Go言語のゴルーチンは、初期スタックサイズが小さく設定されており、必要に応じて動的にスタックを拡張します。この動的なスタック拡張を担うのがmorestack関数です。

  1. スタックオーバーフローチェック: Goコンパイラは、ほとんどの関数のエントリポイントにスタックオーバーフローチェックのプロローグを挿入します。これにより、現在のゴルーチンのスタックポインタが割り当てられた制限を超えていないかを確認します。
  2. morestackの呼び出し: スタック制限に達した場合、morestack関数(またはruntime.morestack_noctxt)がランタイムによって呼び出されます。
  3. スタックの拡張: morestackが呼び出されると、ゴルーチンのスタック用に新しくより大きな連続したメモリブロックが割り当てられ、通常はサイズが倍増します。古いスタックの内容は新しいメモリ領域にコピーされ、ポインタも新しいアドレスを反映するように調整されます。

このメカニズムにより、Goプログラムは比較的小さな初期スタックを使用し、必要な場合にのみスタックを拡張することでメモリ使用量を最適化できます。

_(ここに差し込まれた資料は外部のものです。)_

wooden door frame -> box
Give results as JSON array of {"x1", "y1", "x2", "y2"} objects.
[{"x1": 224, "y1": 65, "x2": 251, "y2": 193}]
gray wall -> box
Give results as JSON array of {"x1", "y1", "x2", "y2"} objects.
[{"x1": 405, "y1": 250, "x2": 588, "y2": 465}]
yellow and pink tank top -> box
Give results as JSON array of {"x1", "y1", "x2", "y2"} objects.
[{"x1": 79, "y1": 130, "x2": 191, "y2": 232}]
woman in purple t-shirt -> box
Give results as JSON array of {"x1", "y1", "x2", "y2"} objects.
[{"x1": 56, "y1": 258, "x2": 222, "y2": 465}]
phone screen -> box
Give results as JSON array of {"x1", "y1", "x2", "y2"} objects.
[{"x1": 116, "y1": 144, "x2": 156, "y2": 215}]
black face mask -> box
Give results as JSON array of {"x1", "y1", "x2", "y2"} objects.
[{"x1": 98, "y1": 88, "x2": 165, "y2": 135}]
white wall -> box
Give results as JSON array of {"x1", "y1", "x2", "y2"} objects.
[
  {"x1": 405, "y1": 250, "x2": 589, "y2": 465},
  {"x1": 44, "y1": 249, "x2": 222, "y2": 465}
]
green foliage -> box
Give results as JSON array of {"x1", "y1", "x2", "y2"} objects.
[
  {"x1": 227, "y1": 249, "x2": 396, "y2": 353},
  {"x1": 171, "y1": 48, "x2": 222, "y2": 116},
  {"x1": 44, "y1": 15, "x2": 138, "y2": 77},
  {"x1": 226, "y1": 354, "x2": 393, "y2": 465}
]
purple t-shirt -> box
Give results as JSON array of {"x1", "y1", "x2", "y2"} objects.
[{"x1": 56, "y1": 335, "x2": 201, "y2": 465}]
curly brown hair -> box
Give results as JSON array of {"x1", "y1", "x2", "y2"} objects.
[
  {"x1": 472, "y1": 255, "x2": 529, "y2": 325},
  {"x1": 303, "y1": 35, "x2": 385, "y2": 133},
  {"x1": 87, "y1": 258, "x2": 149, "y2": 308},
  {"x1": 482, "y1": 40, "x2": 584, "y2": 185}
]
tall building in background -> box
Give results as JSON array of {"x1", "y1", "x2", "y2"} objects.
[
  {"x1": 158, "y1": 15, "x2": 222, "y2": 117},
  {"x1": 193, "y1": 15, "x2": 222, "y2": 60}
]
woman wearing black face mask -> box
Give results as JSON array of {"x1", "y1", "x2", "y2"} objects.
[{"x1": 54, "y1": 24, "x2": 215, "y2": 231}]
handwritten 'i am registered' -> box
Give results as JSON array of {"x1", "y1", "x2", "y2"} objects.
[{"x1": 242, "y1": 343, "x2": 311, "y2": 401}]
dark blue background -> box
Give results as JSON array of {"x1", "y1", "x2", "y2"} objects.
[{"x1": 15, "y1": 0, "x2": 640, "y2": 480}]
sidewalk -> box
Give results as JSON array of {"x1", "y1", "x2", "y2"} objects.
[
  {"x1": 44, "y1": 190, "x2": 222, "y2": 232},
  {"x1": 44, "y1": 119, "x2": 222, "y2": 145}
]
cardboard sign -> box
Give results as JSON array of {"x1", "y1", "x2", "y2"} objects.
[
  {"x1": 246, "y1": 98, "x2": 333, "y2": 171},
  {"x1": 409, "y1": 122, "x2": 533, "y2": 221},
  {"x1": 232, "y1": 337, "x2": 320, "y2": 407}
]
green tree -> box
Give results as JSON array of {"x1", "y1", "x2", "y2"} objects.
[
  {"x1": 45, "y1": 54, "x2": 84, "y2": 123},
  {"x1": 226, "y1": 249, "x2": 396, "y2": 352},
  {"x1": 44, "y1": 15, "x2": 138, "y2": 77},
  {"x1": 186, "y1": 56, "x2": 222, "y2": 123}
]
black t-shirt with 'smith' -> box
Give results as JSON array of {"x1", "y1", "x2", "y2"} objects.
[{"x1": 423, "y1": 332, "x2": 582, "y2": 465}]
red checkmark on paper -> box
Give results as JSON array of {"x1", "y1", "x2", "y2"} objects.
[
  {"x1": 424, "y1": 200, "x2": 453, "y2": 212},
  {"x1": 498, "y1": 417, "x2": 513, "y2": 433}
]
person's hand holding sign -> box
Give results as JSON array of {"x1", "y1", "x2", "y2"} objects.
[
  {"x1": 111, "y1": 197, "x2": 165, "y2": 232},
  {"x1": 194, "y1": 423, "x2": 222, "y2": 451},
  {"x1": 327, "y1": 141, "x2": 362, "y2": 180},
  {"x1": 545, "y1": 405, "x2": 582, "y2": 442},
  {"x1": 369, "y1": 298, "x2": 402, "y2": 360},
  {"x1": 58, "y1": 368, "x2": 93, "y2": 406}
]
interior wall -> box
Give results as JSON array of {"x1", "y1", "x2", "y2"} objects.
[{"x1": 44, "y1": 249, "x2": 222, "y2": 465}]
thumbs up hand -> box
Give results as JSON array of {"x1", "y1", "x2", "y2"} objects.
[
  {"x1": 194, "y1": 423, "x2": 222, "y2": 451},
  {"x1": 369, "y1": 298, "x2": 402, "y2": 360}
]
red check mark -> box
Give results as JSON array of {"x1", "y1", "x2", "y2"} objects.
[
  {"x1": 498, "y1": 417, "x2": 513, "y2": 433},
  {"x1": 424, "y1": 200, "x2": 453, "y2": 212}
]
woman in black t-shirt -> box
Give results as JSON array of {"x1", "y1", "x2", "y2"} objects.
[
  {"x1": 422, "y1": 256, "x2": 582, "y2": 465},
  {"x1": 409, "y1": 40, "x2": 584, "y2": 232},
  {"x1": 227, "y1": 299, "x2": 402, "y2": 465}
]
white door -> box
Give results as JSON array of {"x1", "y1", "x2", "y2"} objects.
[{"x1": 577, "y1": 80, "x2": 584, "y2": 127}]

liblinkはGo言語のリンカーであり、コンパイルされたGoパッケージ(オブジェクトファイル)をリンクして実行可能バイナリを生成するツールチェーンのコンポーネントです。morestackメカニズムは、Goコンパイラによって生成され、liblinkによって処理およびリンクされる特定のアセンブリコードを含んでいます。

amd64p32アーキテクチャ

amd64p32は、x32 ABIとも呼ばれる、64ビットのIntelおよびAMDハードウェア上で動作するアプリケーションバイナリインターフェース(ABI)です。このアーキテクチャは、x86-64命令セット(より多くのCPUレジスタ、改善された浮動小数点性能、より高速な位置独立コードなど)の利点を活用しながら、32ビットの整数、long型、およびポインタ(ILP32)を使用します。

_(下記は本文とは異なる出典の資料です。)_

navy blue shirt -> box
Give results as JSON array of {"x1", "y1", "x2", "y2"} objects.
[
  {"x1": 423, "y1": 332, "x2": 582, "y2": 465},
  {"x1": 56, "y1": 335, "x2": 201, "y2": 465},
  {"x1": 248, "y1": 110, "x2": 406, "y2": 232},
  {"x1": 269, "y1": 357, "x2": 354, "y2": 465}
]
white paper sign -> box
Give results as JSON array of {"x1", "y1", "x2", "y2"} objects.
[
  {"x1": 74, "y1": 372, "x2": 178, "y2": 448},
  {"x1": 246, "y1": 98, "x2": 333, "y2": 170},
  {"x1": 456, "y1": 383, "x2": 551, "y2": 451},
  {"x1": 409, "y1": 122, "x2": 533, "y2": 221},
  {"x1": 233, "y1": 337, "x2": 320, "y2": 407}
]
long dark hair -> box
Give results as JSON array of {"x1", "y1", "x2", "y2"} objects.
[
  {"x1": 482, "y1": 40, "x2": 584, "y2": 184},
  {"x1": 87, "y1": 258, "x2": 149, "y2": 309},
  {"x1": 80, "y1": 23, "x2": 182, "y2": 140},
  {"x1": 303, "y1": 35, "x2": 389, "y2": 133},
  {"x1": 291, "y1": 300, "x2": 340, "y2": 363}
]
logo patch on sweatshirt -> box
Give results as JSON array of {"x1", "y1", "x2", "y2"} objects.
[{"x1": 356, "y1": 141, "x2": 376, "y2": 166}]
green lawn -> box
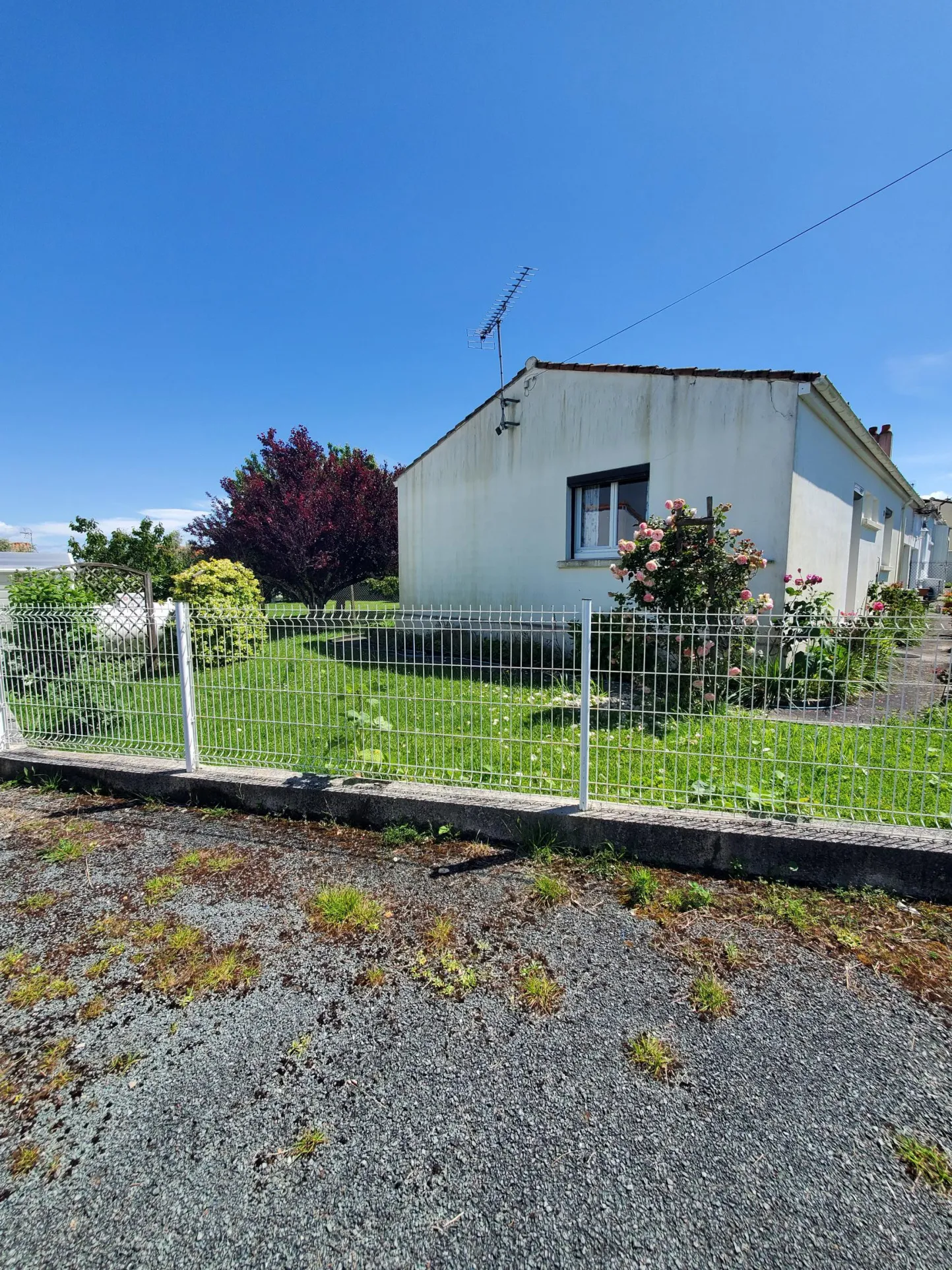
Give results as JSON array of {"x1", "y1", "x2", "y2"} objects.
[{"x1": 14, "y1": 627, "x2": 952, "y2": 826}]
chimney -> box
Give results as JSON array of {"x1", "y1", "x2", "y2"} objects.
[{"x1": 870, "y1": 423, "x2": 893, "y2": 459}]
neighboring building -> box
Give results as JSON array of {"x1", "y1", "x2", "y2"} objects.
[
  {"x1": 397, "y1": 357, "x2": 923, "y2": 611},
  {"x1": 0, "y1": 543, "x2": 73, "y2": 599}
]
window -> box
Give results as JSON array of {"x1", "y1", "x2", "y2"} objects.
[{"x1": 569, "y1": 465, "x2": 649, "y2": 560}]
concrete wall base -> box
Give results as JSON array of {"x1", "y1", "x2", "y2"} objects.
[{"x1": 0, "y1": 748, "x2": 952, "y2": 903}]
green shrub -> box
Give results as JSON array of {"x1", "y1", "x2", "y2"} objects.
[{"x1": 172, "y1": 560, "x2": 268, "y2": 665}]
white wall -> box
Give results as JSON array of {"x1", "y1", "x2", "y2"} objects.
[
  {"x1": 787, "y1": 391, "x2": 905, "y2": 610},
  {"x1": 398, "y1": 368, "x2": 797, "y2": 607}
]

つまり、CPU自体は64ビットですが、メモリのアドレス指定には32ビットのポインタが使用されます。これは、特定の組み込みシステムや、メモリアドレス指定が互換性やリソースの制約のために32ビットに制限されている環境で使用されることがあります。

amd64p32の呼び出し規約は、主にSystem V AMD64 ABIに従いますが、ポインタとlong型のサイズが32ビットである点が主な違いです。

MOVLMOVQアセンブリ命令

x86アセンブリにおいて、MOVLMOVQはどちらもデータ転送命令ですが、操作するデータのサイズが異なります。

  • MOVL (Move Long):

    • 「ロングワード」を移動するために使用され、**32ビット(4バイト)**のデータに対応します。
    • 通常、32ビットレジスタ(EAX, EBX, ECX, EDXなど)または32ビットメモリ位置を扱う際に使用されます。
  • MOVQ (Move Quadword):

    • 「クアッドワード」を移動するために使用され、**64ビット(8バイト)**のデータに対応します。
    • 主に64ビット環境(x86-64)で、64ビットレジスタ(RAX, RBX, RCX, RDXなど)または64ビットメモリ位置を操作するために使用されます。

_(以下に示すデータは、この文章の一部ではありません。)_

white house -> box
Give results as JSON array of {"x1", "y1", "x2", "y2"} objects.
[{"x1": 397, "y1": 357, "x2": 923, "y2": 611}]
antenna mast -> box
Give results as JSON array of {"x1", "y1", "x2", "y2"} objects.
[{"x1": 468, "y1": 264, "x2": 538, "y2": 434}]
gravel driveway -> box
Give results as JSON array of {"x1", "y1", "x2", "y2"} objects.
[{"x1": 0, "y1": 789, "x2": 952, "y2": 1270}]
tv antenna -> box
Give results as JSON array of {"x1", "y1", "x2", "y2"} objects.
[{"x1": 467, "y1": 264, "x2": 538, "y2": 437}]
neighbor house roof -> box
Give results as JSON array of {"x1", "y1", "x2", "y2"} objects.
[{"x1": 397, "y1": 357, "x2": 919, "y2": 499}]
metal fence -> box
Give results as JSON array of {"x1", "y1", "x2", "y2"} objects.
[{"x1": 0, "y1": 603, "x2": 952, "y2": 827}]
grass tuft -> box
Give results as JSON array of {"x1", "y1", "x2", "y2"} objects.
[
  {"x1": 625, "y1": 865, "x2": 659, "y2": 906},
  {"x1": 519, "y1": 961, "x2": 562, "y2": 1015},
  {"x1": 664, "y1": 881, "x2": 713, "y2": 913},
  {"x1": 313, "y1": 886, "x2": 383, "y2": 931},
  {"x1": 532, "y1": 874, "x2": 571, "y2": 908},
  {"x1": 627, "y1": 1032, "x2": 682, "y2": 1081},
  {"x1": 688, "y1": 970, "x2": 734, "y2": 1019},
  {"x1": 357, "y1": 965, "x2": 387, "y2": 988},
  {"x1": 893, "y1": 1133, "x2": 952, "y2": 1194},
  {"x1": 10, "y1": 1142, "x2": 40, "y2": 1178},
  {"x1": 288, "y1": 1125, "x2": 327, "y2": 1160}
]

AMOVQは標準的なx86命令ニーモニックではありませんが、これはMOVQを指している可能性が高いです。MOV命令のサフィックス(Lはロング、Qはクアッドワード)は、転送されるデータのサイズを明示的に示します。

技術的詳細

このコミットの技術的な問題は、amd64p32アーキテクチャにおいて、morestack11関数に渡される引数のサイズと、その引数を転送するために使用されるアセンブリ命令の不一致にありました。

morestack11関数は、framesize(現在のスタックフレームのサイズ)とargsize(関数に渡される引数の合計サイズ)を連結した64ビットの単一の引数を受け取ります。この64ビットの値は、スタックの拡張に必要な情報をmorestackランタイムに提供するために重要です。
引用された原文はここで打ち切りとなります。